Maybe we feel like prisoners at Auschwitz in 1945. We've heard the Allies are coming, from the East and from the West. We've seen the bombers overhead, the SS guards have intimated that the camp will be closing soon. Many of the Nazis have already left. You probably feel profoundly ill at ease. You sense liberation will be snatched from you somehow, you'll starve, or be shot, or led away at the last moment to some grisly death. So here in America in 2006 we're trying to hold it together long enough so we can thrive on the far side of the Bush presidency. Still, we're bitter that 8 years were not just wasted but squandered, that America was set on a retrograde course, that we have lost precious time on critical problems affecting human survival while an insufferable idiot who screws up everything he touches makes mistake after mistake after mistake, yet is so dense, so implacably incapable of recognition, so unaware, that he persists in insisting he has some faint idea what he's doing. Yet humans survive because they hope. If the democracy can be held together, if we can thwart the hacking of the electronic voting machines, maybe we can restore something of the Old America. It keeps us going. We know that Bush, when his time is up, will retreat to his "ranch" and essentially vegetate. No one will be interested in what he has to say. He won't write anything. He will not be "consulted," because his demoralizing mediocrity will foreclose consultation. He will be not so much forgotten as willfully suppressed by a relieved American collective memory.

So like many others, I'm trying to hold on, to hope America and the world survive Bush.

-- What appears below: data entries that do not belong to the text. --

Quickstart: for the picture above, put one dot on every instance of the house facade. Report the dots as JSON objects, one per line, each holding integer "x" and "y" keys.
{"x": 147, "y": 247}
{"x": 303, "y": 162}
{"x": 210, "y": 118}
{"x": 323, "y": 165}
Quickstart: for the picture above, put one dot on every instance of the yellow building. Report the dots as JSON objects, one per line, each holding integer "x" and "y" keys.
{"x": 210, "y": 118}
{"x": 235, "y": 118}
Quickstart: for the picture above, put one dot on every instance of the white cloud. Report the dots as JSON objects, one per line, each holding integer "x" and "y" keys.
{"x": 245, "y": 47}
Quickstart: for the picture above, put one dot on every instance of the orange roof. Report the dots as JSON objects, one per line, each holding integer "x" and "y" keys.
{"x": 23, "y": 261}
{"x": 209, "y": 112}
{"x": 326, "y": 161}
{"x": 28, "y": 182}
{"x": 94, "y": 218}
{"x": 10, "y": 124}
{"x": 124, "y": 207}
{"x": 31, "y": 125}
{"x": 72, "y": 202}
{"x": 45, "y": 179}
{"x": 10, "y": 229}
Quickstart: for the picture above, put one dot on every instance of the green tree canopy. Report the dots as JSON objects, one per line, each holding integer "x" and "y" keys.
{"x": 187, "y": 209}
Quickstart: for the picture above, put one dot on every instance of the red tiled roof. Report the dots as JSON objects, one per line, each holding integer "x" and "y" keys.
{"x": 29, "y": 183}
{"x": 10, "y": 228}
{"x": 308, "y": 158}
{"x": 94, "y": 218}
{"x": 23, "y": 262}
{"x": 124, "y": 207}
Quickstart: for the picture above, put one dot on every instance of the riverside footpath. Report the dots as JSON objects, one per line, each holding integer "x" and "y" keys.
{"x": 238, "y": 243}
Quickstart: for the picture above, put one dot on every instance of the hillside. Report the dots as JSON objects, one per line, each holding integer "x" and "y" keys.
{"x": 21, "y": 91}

I have noticed over the years that the e-mailing among the American dissident community has slowed, that our dispiritedness has become more a private affair. We feel powerless to change things, and we've already entertained each other with our zingers. We can fix things in our heads, but we can't fix them in real life. As another analogy, maybe we feel like the Eastern Bloc countries before the Berlin Wall fell. It's just the way it is. The powers that be. They own everything, the Congress, the media, the money. Most of that will be true when Bush is gone.

So that remains the point, the hope, the prismatic sheen of rainbow's end in the gray cloudiness of the horizon. At least Bush will be gone. After all those years. After all that sadness, that cruelty, that debasement. Bush, at least, will be gone.